Thank you very much for the assistance! I don't think I would have known about that environment variable without asking here on the slack channel.
Just having TRAINS_AGENT_DOCKER_HOST_MOUNT defined for the agent docker wasn't enough, but after making sure the source directory was mounted from somewhere outside of docker everything works.
I might be a little confused. I'm assuming that when I set a base docker image for a task and run it, trains-agent runs a container from that image, then clones the git repository into that image, then applies all the changes/packages trains detected and runs the script. But what I'd really like to do is for trains-agent to pull a repository that includes a Dockerfile, build that dockerfile, run the resulting container, and then execute the script within it.
Prior to trains our workflow was to build an image and spin up a container on one of our GPU machines. I can do the same thing and still take advantage of trains' excellent reporting, but then I lose out on the queues and ability to clone experiments from the webui.

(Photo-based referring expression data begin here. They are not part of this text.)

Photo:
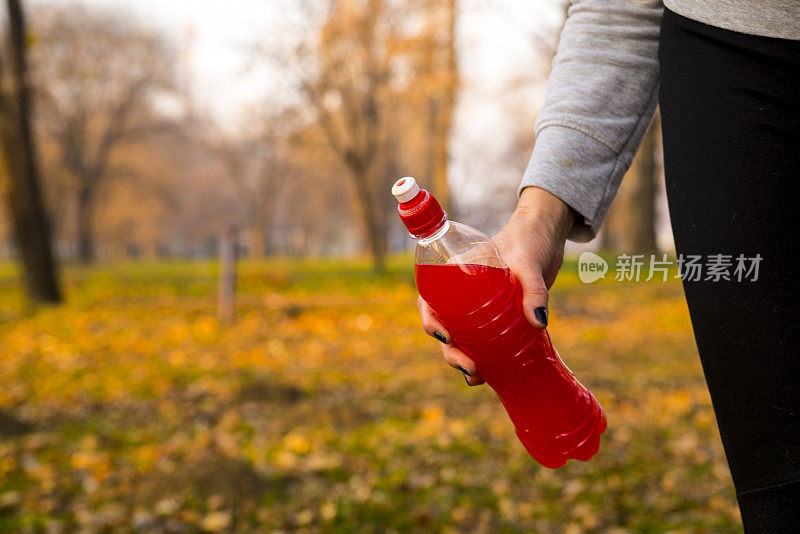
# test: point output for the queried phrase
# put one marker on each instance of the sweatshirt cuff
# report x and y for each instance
(578, 169)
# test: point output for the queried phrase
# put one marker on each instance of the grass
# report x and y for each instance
(325, 408)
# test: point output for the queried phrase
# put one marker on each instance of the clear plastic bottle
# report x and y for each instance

I'd like the base_docker_image to not only be defined at runtime, but also be built at runtime.
I think for the time being, I'm going to follow your suggestion and just put the extra effort into distributing a pre-built image.
It's very close. The only difference is that my team does have access to decide MLOps, and we've already structured our project around docker and our environment is already defined in a Dockerfile and a requirements.txt which is acted upon inside that Dockefile. We don't really need trains to completely manage our dependencies.
I'll keep an eye out for the new entrypoint. Thanks again for the support.